We next turned our attention to solving other problems that can plague a text to speech 
program. Homographs are words that have the same spelling but different pronunciation 



depending on context. For the word "wind" it is necessary to know whether it should be 
pronounce like "blowing in the wind" or like "to wind the clock". The most common type 
homographs have one word as a noun and the other as a verb. We decided to use part of speech 
context to determine which was more likely in a given sentence. Searching the Internet, we 
found a public domain dictionary of 230,000 words with their parts of speech. "Mobv Part-of- 
Speech Dictionary at ftp://ftp.dcs.shef.ac.Uk/share/ilash/Mobv/mpos.tar.Z". We used this to 
create a decision matrix that looks at the part of speech of two words before and two after the 
given word to give the most likely part of speech for the given word. We primed this decision 
matrix by analyzing sentences from several novels. This result yielded almost a 70% likelihood 
of getting the right pronunciation. 

We also included a prosodromic variation into our project. This is an attempt to avoid an 
overly flat, monotone, machine-like pronunciation. We adjusted the tempo and pitch of the last 
word of each sentence to give a more reading tone to the program. 

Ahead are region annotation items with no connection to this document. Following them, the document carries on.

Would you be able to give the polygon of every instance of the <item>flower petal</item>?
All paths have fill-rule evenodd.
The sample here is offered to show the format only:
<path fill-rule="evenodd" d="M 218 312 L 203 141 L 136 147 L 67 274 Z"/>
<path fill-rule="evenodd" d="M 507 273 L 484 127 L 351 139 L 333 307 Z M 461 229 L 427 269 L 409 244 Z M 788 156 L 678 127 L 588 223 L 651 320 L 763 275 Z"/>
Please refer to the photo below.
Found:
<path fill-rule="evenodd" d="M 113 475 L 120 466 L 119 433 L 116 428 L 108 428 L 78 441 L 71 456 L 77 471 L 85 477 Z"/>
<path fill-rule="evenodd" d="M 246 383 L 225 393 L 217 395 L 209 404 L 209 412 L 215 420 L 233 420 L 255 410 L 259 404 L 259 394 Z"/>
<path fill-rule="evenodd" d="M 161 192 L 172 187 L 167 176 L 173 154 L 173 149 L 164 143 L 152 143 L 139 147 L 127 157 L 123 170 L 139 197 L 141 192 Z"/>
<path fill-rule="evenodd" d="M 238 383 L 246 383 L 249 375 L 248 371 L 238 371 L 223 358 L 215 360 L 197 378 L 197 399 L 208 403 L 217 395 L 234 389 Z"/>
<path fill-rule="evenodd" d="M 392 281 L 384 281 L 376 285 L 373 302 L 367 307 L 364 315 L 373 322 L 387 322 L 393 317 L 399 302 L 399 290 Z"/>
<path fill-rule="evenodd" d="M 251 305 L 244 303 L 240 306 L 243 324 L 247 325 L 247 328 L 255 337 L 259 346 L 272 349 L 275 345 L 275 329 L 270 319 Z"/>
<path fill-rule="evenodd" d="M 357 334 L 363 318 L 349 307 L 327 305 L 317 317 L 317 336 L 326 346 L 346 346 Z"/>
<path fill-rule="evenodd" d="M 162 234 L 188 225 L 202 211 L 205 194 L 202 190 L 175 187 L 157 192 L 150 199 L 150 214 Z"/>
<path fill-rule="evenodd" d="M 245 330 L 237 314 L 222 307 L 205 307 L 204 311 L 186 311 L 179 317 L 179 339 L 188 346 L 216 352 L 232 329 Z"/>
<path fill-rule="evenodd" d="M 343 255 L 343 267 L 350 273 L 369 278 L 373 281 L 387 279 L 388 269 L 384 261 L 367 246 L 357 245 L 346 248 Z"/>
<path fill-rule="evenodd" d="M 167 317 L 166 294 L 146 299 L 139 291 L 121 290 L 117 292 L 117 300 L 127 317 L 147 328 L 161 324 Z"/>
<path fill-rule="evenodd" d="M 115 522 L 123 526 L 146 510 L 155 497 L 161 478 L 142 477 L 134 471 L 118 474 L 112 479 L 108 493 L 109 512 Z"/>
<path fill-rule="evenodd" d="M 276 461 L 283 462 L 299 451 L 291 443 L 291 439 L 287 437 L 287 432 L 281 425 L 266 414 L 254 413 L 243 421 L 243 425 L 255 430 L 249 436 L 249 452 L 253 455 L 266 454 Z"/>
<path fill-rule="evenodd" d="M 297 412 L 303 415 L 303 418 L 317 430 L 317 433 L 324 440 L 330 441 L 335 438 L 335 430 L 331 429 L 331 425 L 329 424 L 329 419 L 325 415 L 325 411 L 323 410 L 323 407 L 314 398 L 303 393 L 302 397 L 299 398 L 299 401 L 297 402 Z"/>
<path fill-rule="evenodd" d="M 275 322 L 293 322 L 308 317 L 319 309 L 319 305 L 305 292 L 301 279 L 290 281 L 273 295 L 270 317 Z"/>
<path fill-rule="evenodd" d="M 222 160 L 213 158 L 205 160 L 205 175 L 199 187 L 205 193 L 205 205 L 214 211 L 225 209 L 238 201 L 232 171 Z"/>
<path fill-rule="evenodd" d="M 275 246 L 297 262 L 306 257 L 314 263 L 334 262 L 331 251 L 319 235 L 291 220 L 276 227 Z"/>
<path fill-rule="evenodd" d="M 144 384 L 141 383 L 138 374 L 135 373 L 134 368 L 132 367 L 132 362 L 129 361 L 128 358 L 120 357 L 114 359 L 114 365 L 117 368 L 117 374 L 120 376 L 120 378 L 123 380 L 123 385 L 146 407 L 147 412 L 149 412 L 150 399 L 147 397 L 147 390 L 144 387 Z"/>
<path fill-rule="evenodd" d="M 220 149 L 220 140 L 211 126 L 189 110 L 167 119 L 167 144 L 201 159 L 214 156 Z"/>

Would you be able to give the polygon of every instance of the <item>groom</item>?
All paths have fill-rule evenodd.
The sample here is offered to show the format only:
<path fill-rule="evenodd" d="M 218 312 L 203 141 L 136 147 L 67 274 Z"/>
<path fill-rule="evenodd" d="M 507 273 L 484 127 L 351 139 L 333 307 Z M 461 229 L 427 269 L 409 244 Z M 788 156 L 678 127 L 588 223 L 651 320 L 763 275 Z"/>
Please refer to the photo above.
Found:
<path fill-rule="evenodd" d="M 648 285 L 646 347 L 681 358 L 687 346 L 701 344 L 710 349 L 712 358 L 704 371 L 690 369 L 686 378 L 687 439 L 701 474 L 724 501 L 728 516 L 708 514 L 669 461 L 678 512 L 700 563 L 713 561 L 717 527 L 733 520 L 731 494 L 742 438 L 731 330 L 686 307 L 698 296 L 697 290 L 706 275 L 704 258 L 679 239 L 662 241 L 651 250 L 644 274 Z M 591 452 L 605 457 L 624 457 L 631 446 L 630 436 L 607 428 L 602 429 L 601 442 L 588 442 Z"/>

The program still allows the blind or visually impaired individual to run the entire 
program and read any typed material by just pressing one button. Our macro interface program 
does the rest. In addition, we have added a feature that allows this program to be used to 
verbalize any email or text file. 

The accuracy of our current program has increased to 96%, with most errors being due to 
optical character recognition mistakes. It can still be fit onto a single CD. Its high accuracy rate, 
better clarity due to its hybrid nature, and simplicity of use from scan to speech make it better 
than anything at all similar we have seen to date. 



The process(es) of this invention is carried out as follows: 

1) Test aligned phoneme dictionary to make sure it is aligned and to make adjustments. 

2) Compare each word in aligned phoneme dictionary to the list of phonemes, delete rarities. 

3) Convert the 46 phoneme to numbers. 

4) Look in aligned dictionary for the letter "a" and print out 1 letter before, 2 letters after and 
the corresponding phonemes. Repeat for all other letters. 

5) Create entire 1 before, 2 after matrix using the most common phoneme for each 
combination. 

6) Convert any word to phonemes using the 1 before, 2 after matrix. 

7) Test accuracy of matrix by comparing the original phoneme representation of each word 
in the aligned dictionary with its phoneme representation as created by following matrix rules. 

8) Find works that contain a given diphone so we can use that word to create the diphone 
database. 

9) Create a pipe for each letter in aligned dictionary using 3 letters before, 3 letters after, use 
numbers to represent and create a separate file for each letter (26 files). 

10) Create entire pipe of 3 before and 3 after using the most common phoneme for each 
combination. 

1 1) Find most common phoneme for each letter in the aligned dictionary. 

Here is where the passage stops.